The polyfill.io Sign-In Phishing Incident on janert.me

For a brief time, starting after 01 June 2026 (when there was no apparent problem) and 18 June 2026 (when the problem first came to my attention), visitors to this site were faced with a spurious “Sign-In” pop-up, identifying itself as “polyfill.io”.

This was a (late) consequence of the 2024 polyfill.io supply chain attack. If, by chance, you entered any credentials, you may want to change them where necessary.

The content and hosting of this site was (to my knowledge) never compromised.

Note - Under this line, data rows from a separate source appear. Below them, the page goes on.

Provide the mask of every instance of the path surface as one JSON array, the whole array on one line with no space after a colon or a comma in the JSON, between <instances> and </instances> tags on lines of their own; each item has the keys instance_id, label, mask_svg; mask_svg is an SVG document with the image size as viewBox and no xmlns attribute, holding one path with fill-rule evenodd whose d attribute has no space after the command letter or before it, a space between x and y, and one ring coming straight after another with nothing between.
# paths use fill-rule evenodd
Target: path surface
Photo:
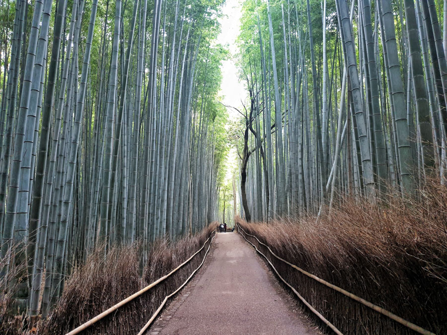
<instances>
[{"instance_id":1,"label":"path surface","mask_svg":"<svg viewBox=\"0 0 447 335\"><path fill-rule=\"evenodd\" d=\"M213 245L205 269L147 334L320 334L238 234L218 234Z\"/></svg>"}]
</instances>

This site has been using MathJax, Version 3, to render mathematical symbols and equations. At the time the templating infrastructure for this site was created (mid 2022), the recommended way to include MathJax on a webpage (according to the MathJax documentation) also included a link to polyfill.io.

The relevant parts of the templates have now been updated and are (as of now) using MathJax, Version 4, without a reference to polyfill.io.

The polyfill.io domain was taken over by a malicious actor in 2024. Sometime in early June 2026, changes were apparently made to the code hosted there, giving rise to a sign-in pop-up phishing attack. More details on Bleeping Computer or Gridinsoft.

Any links to polyfill.io have now been removed from this site. The site’s content was (to my knowledge) never compromised.

But should you have entered any credentials at the spurious sign-in pop-up, then you should change them were necessary as soon as possible.